Boston: The FBI has reprimanded news media outlets for jumping the gun on Boston Marathon twin bombings investigation, saying that "inaccurate" reporting will have "unintended consequences."
Leading news outlets like CNN and Fox News falsely reported that federal authorities had identified and arrested a suspect in the bombings.
They said the individual had been identified based on footage from surveillance videos from the blast site that allegedly showed the person placing a bag carrying the bomb in a trash can near the finish line of the marathon.
FBI also issued a statement that said, "Contrary to widespread reporting, no arrest has been made in connection with the Boston Marathon attack."
It said, news media had been reporting on the blasts based on inaccurate information from unofficial sources.
"Over the past day and a half, there have been a number of press reports based on information from unofficial sources that has been inaccurate.
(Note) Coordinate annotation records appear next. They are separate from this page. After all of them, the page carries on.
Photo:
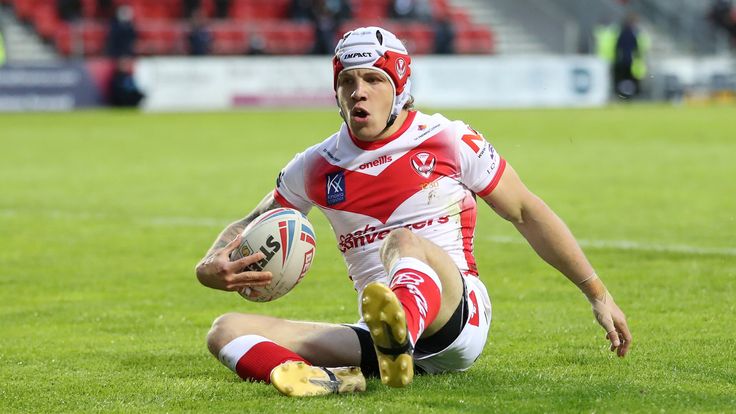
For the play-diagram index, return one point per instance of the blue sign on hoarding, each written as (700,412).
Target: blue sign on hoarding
(47,87)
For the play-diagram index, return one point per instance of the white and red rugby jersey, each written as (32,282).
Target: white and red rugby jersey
(423,178)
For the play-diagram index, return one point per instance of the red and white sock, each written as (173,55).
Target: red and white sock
(419,290)
(253,357)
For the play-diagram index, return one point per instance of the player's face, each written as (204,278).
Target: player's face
(365,97)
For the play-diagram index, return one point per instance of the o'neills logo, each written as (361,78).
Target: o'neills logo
(368,235)
(356,54)
(375,163)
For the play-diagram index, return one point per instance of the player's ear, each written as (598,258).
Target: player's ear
(339,108)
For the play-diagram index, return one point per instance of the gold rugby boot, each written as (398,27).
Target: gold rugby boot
(297,379)
(385,317)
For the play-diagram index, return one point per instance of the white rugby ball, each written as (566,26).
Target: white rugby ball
(287,239)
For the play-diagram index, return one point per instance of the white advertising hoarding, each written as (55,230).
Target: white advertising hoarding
(197,84)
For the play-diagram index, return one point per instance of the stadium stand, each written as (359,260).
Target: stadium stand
(162,28)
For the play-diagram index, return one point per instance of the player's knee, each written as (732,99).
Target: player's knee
(224,329)
(399,243)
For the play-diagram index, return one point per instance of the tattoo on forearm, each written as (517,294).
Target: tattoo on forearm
(235,228)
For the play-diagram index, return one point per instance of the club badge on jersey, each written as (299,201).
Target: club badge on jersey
(335,188)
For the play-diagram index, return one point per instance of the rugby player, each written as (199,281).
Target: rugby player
(399,188)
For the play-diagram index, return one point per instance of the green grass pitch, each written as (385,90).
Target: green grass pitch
(104,214)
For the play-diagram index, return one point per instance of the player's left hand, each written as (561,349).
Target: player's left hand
(613,320)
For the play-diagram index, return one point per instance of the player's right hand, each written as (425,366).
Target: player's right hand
(613,320)
(218,272)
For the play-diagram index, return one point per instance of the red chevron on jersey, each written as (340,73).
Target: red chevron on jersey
(423,178)
(470,141)
(473,315)
(379,196)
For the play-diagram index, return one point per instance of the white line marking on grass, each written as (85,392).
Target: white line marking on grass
(183,221)
(632,245)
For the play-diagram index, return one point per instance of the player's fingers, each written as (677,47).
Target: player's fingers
(613,337)
(606,321)
(250,278)
(246,261)
(234,244)
(625,337)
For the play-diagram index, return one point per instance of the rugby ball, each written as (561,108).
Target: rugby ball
(287,239)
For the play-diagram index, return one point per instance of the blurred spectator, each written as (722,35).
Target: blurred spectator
(402,9)
(329,14)
(190,6)
(423,11)
(69,10)
(123,90)
(721,14)
(301,10)
(256,45)
(222,9)
(105,9)
(122,34)
(444,36)
(605,36)
(629,66)
(199,38)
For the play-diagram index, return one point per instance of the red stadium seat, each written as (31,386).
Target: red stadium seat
(418,38)
(46,20)
(473,40)
(160,38)
(229,39)
(260,9)
(287,38)
(86,38)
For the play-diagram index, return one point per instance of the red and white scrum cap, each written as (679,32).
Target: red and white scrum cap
(376,48)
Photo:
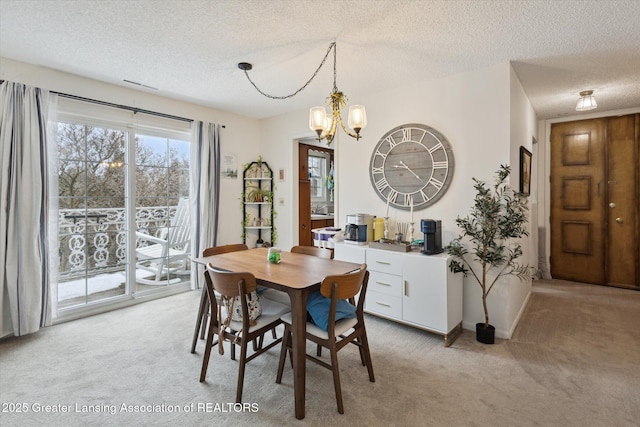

Since these stories often have unintended consequences, we ask the media, particularly at this early stage of the investigation, to exercise caution and attempt to verify information through appropriate official channels before reporting," the FBI said.
The twin bombings ripped through a cheering crowd which had gathered at the heart of the city on Monday for one of the most popular sporting events. Nearly 27,000 people ran the marathon. Three persons were killed and over 180 injured in the blasts.
The news outlets quoted law enforcement sources and said a suspect was in custody. Some news organisations went so far as to say that the suspect would soon be produced in a local court. CNN reported that a "dark-skinned male" was the suspect.
CNN broke the news of the arrest but later issued a statement that quoted three sources.
It said these sources had given it the information about the news of the arrest: "CNN had three credible sources on both local and federal levels. Based on this information we reported our findings," the news organization said.
CNN and Fox News had been widely criticised last year when in a rush to break the story the two misreported the result of the Supreme Court ruling on President Obama`s health care law.